Item 11. | Executive Compensation |
Officer and Director Compensation
The following disclosure concerns the compensation of our executive officers and directors for the fiscal year ended December 31, 2020 (i.e., pre-business combination).
None of our executive officers or directors have received any cash compensation for services rendered to the Company. Since the consummation of our initial public offering and until the earlier of the consummation of the initial business combination and the Company’s liquidation, we will reimburse the Sponsor for office space, secretarial and administrative services provided to the company in an amount not to exceed $10,000 per month. In addition, our sponsor, executive officers and directors, or any of their respective affiliates are being reimbursed for any out-of-pocket expenses incurred in connection with activities conducted on our behalf such as identifying potential target businesses and performing due diligence on suitable business combinations. Our audit committee reviews all payments that the Company makes to the sponsor, executive officers or directors, or their affiliates on a quarterly basis. Any such payments prior to an initial business combination are made using funds held outside the trust account. Other than quarterly audit committee review of such reimbursements, the company does not have any additional controls in place for governing reimbursement payments to its directors and executive officers for their out-of-pocket expenses incurred on behalf of the company and in connection with identifying and consummating an initial business combination. Other than these payments and reimbursements, no compensation of any kind, including finder’s and consulting fees, is paid by the company to our sponsor, executive officers and directors, or any of their respective affiliates, prior to completion of the initial business combination.
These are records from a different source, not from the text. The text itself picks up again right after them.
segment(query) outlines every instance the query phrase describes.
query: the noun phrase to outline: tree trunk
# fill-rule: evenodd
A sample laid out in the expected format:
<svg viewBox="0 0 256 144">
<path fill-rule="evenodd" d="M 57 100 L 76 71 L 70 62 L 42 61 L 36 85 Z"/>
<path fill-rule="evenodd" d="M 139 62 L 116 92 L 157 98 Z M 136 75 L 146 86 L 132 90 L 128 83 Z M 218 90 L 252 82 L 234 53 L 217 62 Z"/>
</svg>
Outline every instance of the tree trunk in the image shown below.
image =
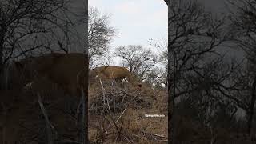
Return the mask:
<svg viewBox="0 0 256 144">
<path fill-rule="evenodd" d="M 248 118 L 248 134 L 250 134 L 250 130 L 252 126 L 253 116 L 254 113 L 254 104 L 255 104 L 255 89 L 256 89 L 256 76 L 254 78 L 254 83 L 252 86 L 251 90 L 251 98 L 250 98 L 250 111 L 249 111 L 249 118 Z"/>
</svg>

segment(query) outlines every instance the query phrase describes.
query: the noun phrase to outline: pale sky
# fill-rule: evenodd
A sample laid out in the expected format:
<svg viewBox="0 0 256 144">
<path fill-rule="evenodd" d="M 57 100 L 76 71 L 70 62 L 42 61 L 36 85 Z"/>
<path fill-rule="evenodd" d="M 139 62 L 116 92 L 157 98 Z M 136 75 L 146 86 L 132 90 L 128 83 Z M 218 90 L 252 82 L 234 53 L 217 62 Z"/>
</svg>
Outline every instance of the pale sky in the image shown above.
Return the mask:
<svg viewBox="0 0 256 144">
<path fill-rule="evenodd" d="M 89 0 L 89 6 L 97 7 L 102 14 L 110 14 L 110 26 L 118 33 L 111 48 L 120 45 L 149 46 L 150 38 L 167 38 L 168 7 L 163 0 Z"/>
</svg>

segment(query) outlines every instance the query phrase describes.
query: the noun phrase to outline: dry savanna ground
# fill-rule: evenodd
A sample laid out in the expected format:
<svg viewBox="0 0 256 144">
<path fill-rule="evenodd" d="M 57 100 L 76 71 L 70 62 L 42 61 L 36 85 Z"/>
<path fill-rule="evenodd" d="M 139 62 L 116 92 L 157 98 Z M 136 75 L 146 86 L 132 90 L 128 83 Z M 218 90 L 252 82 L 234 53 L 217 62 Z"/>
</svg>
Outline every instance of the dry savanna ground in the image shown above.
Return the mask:
<svg viewBox="0 0 256 144">
<path fill-rule="evenodd" d="M 89 138 L 93 143 L 166 143 L 167 93 L 110 80 L 89 86 Z M 105 99 L 105 103 L 103 102 Z M 146 117 L 162 114 L 164 117 Z"/>
</svg>

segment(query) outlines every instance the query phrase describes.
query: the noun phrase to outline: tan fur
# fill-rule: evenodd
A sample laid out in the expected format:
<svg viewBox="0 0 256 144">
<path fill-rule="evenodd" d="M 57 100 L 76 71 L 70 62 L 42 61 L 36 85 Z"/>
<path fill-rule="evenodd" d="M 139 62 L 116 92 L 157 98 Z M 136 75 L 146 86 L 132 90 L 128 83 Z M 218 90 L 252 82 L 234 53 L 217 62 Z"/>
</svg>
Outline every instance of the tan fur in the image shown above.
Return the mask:
<svg viewBox="0 0 256 144">
<path fill-rule="evenodd" d="M 86 79 L 88 62 L 84 54 L 49 54 L 40 57 L 26 58 L 15 62 L 21 76 L 26 78 L 26 83 L 40 82 L 40 78 L 47 78 L 58 84 L 67 93 L 74 95 L 81 94 L 81 85 L 87 87 Z"/>
<path fill-rule="evenodd" d="M 102 79 L 113 79 L 114 78 L 117 81 L 122 81 L 123 78 L 126 78 L 129 82 L 134 82 L 132 75 L 130 71 L 121 66 L 102 66 L 93 69 L 94 76 L 98 76 L 98 78 Z"/>
</svg>

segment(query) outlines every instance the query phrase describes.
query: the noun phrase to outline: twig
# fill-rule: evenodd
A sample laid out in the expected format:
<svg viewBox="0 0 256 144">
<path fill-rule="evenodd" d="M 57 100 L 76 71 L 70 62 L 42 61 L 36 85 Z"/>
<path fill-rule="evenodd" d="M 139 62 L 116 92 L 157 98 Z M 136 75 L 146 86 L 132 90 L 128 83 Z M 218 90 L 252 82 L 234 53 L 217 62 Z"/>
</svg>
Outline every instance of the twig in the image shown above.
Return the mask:
<svg viewBox="0 0 256 144">
<path fill-rule="evenodd" d="M 41 96 L 38 93 L 38 103 L 46 121 L 46 126 L 47 130 L 47 143 L 54 144 L 52 130 L 50 128 L 50 122 L 49 121 L 46 110 L 45 110 L 45 107 L 43 106 L 43 104 L 42 102 Z"/>
</svg>

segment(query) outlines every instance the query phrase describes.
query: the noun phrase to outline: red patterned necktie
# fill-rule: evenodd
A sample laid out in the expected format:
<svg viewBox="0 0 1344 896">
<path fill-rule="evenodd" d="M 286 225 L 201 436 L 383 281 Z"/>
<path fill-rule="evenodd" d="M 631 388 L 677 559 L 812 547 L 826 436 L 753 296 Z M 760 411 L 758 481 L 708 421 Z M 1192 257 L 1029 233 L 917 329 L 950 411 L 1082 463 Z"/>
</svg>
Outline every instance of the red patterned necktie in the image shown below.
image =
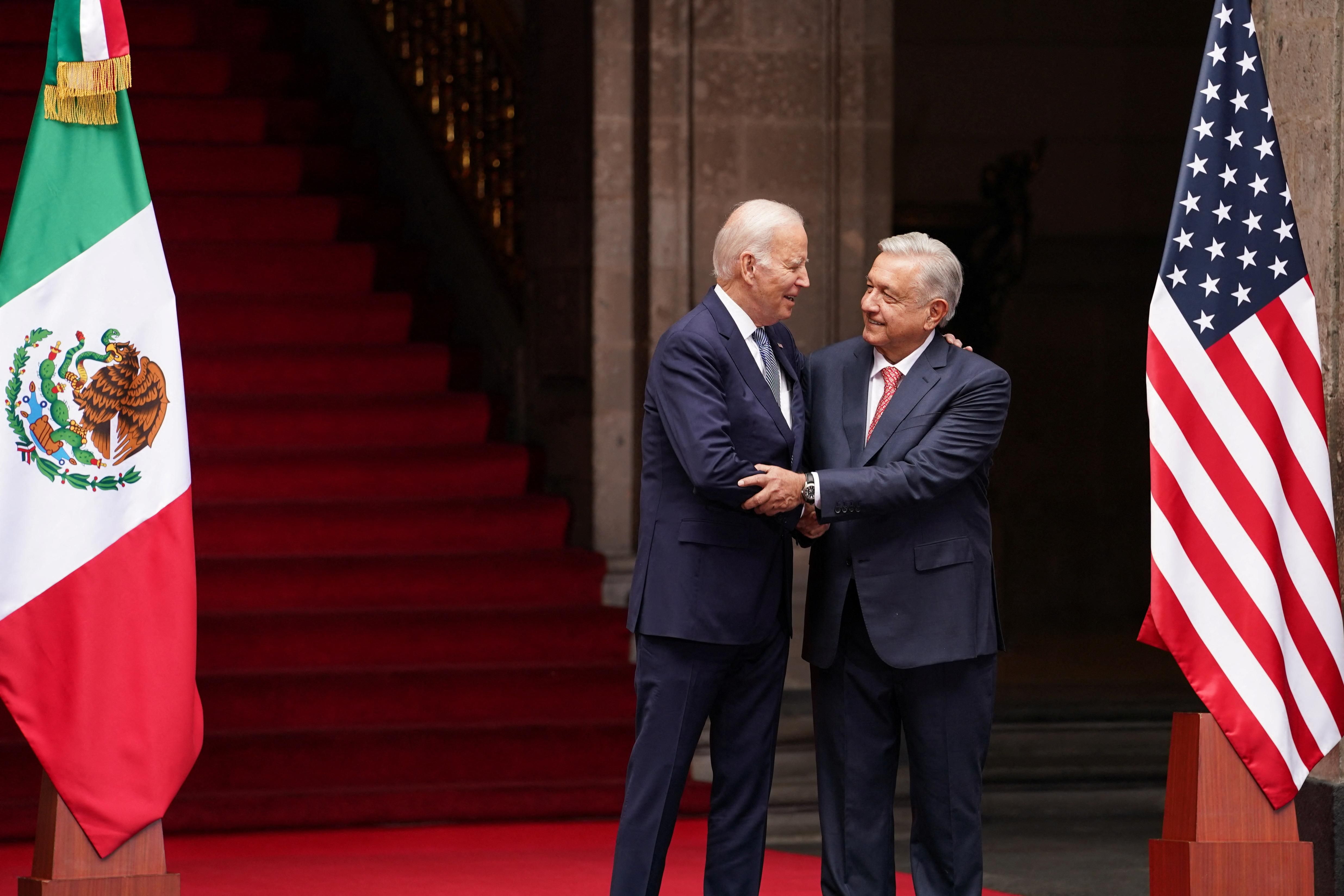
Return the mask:
<svg viewBox="0 0 1344 896">
<path fill-rule="evenodd" d="M 878 402 L 878 410 L 872 412 L 872 423 L 868 423 L 868 435 L 863 439 L 866 443 L 872 438 L 872 431 L 878 429 L 878 420 L 882 419 L 882 412 L 887 410 L 887 404 L 891 404 L 891 396 L 896 394 L 896 387 L 900 386 L 900 371 L 894 367 L 883 367 L 882 380 L 884 383 L 882 388 L 882 400 Z"/>
</svg>

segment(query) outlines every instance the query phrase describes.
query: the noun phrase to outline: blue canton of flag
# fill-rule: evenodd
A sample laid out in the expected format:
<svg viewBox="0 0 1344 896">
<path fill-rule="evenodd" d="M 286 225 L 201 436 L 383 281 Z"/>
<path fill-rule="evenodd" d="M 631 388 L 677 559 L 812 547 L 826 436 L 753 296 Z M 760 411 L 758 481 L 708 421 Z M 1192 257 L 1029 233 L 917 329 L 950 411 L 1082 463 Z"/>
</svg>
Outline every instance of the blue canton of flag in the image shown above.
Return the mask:
<svg viewBox="0 0 1344 896">
<path fill-rule="evenodd" d="M 1161 275 L 1207 348 L 1306 275 L 1250 4 L 1218 4 Z"/>
</svg>

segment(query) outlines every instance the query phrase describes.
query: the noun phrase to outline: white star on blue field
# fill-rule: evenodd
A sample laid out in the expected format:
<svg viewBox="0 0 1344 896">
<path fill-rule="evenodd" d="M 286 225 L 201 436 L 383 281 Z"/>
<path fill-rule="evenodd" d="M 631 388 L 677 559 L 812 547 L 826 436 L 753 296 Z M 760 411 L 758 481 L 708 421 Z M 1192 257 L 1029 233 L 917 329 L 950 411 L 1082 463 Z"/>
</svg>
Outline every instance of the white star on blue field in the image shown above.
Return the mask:
<svg viewBox="0 0 1344 896">
<path fill-rule="evenodd" d="M 1249 0 L 1204 44 L 1161 277 L 1208 348 L 1306 275 Z"/>
</svg>

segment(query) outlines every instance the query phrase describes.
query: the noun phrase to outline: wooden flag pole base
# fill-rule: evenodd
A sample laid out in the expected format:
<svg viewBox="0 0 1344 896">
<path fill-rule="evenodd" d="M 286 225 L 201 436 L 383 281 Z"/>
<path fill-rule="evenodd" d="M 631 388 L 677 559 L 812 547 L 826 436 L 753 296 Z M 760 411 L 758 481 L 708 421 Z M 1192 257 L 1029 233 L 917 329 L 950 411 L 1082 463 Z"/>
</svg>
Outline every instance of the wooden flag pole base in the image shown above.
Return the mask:
<svg viewBox="0 0 1344 896">
<path fill-rule="evenodd" d="M 19 879 L 19 896 L 179 896 L 181 877 L 167 869 L 161 821 L 102 858 L 42 775 L 32 877 Z"/>
<path fill-rule="evenodd" d="M 1293 803 L 1274 810 L 1207 712 L 1172 717 L 1163 838 L 1150 896 L 1312 896 L 1312 844 Z"/>
</svg>

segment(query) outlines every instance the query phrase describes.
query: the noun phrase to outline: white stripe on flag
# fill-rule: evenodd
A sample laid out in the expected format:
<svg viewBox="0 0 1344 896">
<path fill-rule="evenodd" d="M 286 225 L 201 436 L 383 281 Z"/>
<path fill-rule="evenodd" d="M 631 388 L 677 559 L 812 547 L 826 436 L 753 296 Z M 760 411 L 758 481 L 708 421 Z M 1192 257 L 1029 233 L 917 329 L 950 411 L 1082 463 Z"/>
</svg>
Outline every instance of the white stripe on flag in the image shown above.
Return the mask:
<svg viewBox="0 0 1344 896">
<path fill-rule="evenodd" d="M 141 357 L 163 369 L 168 411 L 152 449 L 124 467 L 89 467 L 101 476 L 134 466 L 142 474 L 140 482 L 117 492 L 79 492 L 48 482 L 12 455 L 0 457 L 0 496 L 11 513 L 0 539 L 0 570 L 5 571 L 0 578 L 0 619 L 102 553 L 191 485 L 177 306 L 153 206 L 0 305 L 4 351 L 12 351 L 34 326 L 52 333 L 34 349 L 27 382 L 38 379 L 38 364 L 55 340 L 69 345 L 77 329 L 97 340 L 105 329 L 116 328 L 137 345 Z M 52 535 L 58 520 L 73 521 L 59 537 Z"/>
<path fill-rule="evenodd" d="M 102 24 L 102 0 L 79 0 L 79 43 L 85 62 L 108 58 L 108 30 Z"/>
<path fill-rule="evenodd" d="M 1302 339 L 1306 340 L 1306 347 L 1316 356 L 1316 363 L 1320 364 L 1321 336 L 1316 326 L 1316 296 L 1312 294 L 1312 287 L 1308 285 L 1306 278 L 1304 277 L 1285 289 L 1284 294 L 1279 296 L 1279 301 L 1284 302 L 1284 308 L 1288 309 Z M 1333 514 L 1331 519 L 1333 519 Z"/>
<path fill-rule="evenodd" d="M 1344 626 L 1340 625 L 1335 586 L 1293 516 L 1274 459 L 1161 281 L 1153 294 L 1148 325 L 1274 520 L 1288 574 L 1329 645 L 1335 664 L 1344 669 Z"/>
<path fill-rule="evenodd" d="M 1242 357 L 1250 365 L 1255 379 L 1259 380 L 1278 419 L 1284 424 L 1284 434 L 1288 445 L 1297 455 L 1297 462 L 1302 465 L 1302 472 L 1312 484 L 1312 490 L 1325 508 L 1327 516 L 1332 520 L 1333 501 L 1331 498 L 1331 455 L 1325 439 L 1321 438 L 1321 427 L 1316 424 L 1316 418 L 1306 407 L 1306 400 L 1297 391 L 1297 383 L 1288 372 L 1278 348 L 1265 332 L 1265 325 L 1258 317 L 1249 317 L 1231 333 L 1236 348 L 1242 349 Z"/>
<path fill-rule="evenodd" d="M 1301 786 L 1306 778 L 1306 766 L 1293 747 L 1293 736 L 1288 728 L 1288 709 L 1278 689 L 1265 669 L 1261 668 L 1246 642 L 1236 634 L 1218 600 L 1210 594 L 1204 580 L 1199 578 L 1185 549 L 1176 537 L 1157 501 L 1149 500 L 1153 528 L 1153 563 L 1171 584 L 1172 592 L 1180 600 L 1189 623 L 1199 639 L 1204 642 L 1214 662 L 1227 676 L 1227 681 L 1246 707 L 1259 721 L 1261 728 L 1273 742 L 1284 762 L 1288 763 L 1293 783 Z"/>
<path fill-rule="evenodd" d="M 1284 669 L 1293 700 L 1321 752 L 1329 752 L 1339 743 L 1340 731 L 1312 670 L 1302 660 L 1302 654 L 1288 630 L 1284 602 L 1278 583 L 1274 582 L 1274 572 L 1255 548 L 1255 543 L 1246 535 L 1246 529 L 1236 521 L 1236 516 L 1227 506 L 1227 501 L 1223 500 L 1218 486 L 1208 477 L 1208 472 L 1195 457 L 1189 442 L 1185 441 L 1180 426 L 1152 383 L 1148 384 L 1148 431 L 1153 450 L 1176 478 L 1181 494 L 1185 496 L 1200 525 L 1204 527 L 1218 552 L 1231 567 L 1236 580 L 1246 588 L 1261 615 L 1274 631 L 1279 649 L 1284 652 Z M 1176 587 L 1175 583 L 1172 587 Z M 1234 637 L 1241 639 L 1235 631 Z"/>
</svg>

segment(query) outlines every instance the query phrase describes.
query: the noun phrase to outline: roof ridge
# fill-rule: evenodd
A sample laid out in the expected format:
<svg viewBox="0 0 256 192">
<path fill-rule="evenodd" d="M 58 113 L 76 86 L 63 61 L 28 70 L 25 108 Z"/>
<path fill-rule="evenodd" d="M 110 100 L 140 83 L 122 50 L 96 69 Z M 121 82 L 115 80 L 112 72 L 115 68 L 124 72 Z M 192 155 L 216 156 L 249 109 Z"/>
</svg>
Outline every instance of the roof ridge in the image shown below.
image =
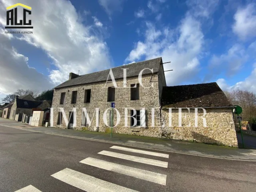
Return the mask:
<svg viewBox="0 0 256 192">
<path fill-rule="evenodd" d="M 154 60 L 154 59 L 159 59 L 159 58 L 162 58 L 161 57 L 160 57 L 159 58 L 155 58 L 154 59 L 149 59 L 148 60 L 144 60 L 144 61 L 138 61 L 138 62 L 134 62 L 134 63 L 129 63 L 128 64 L 123 64 L 122 65 L 119 65 L 118 66 L 116 66 L 115 67 L 111 67 L 111 68 L 109 68 L 108 69 L 104 69 L 103 70 L 98 70 L 97 71 L 95 71 L 94 72 L 93 72 L 93 73 L 90 73 L 90 74 L 84 74 L 83 75 L 79 75 L 79 77 L 82 77 L 82 76 L 83 76 L 84 75 L 89 75 L 89 74 L 94 74 L 94 73 L 97 73 L 97 72 L 101 72 L 101 71 L 104 71 L 104 70 L 109 70 L 110 69 L 114 69 L 115 68 L 118 68 L 118 67 L 121 67 L 122 66 L 125 66 L 126 65 L 131 65 L 132 64 L 138 64 L 138 63 L 141 63 L 142 62 L 144 62 L 144 61 L 151 61 L 151 60 Z"/>
<path fill-rule="evenodd" d="M 202 85 L 202 84 L 205 85 L 206 84 L 211 84 L 211 83 L 217 84 L 217 83 L 216 82 L 203 83 L 202 83 L 190 84 L 189 85 L 174 85 L 173 86 L 165 86 L 164 87 L 173 87 L 174 86 L 189 86 Z M 218 84 L 217 84 L 217 85 L 218 85 Z"/>
</svg>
After the completion of our initial business combination, directors or members of our management team who remain with us may be paid consulting or management fees from the combined company. All of these fees will be fully disclosed to shareholders, to the extent then known, in the proxy solicitation materials or tender offer materials furnished to our shareholders in connection with a proposed business combination. We have not established any limit on the amount of such fees that may be paid by the combined company to our directors or members of management. It is unlikely the amount of such compensation will be known at the time of the proposed business combination, because the directors of the post-combination business will be responsible for determining executive officer and director compensation. Any compensation to be paid to our executive officers will be determined, or recommended to the board of directors for determination, either by a compensation committee constituted solely by independent directors or by a majority of the independent directors on our board of directors.
We do not intend to take any action to ensure that members of our management team maintain their positions with us after the consummation of our initial business combination, although it is possible that some or all of our executive officers and directors may remain directors or negotiate employment or consulting arrangements to remain with us after our initial business combination. The existence or terms of any such employment or consulting arrangements to retain their positions with us may influence our management’s motivation in identifying or selecting a target business but we do not believe that the ability of our management to remain with us after the consummation of our initial business combination will be a determining factor in our decision to proceed with any potential business combination. We are not party to any agreements with our executive officers and directors that provide for benefits upon termination of employment.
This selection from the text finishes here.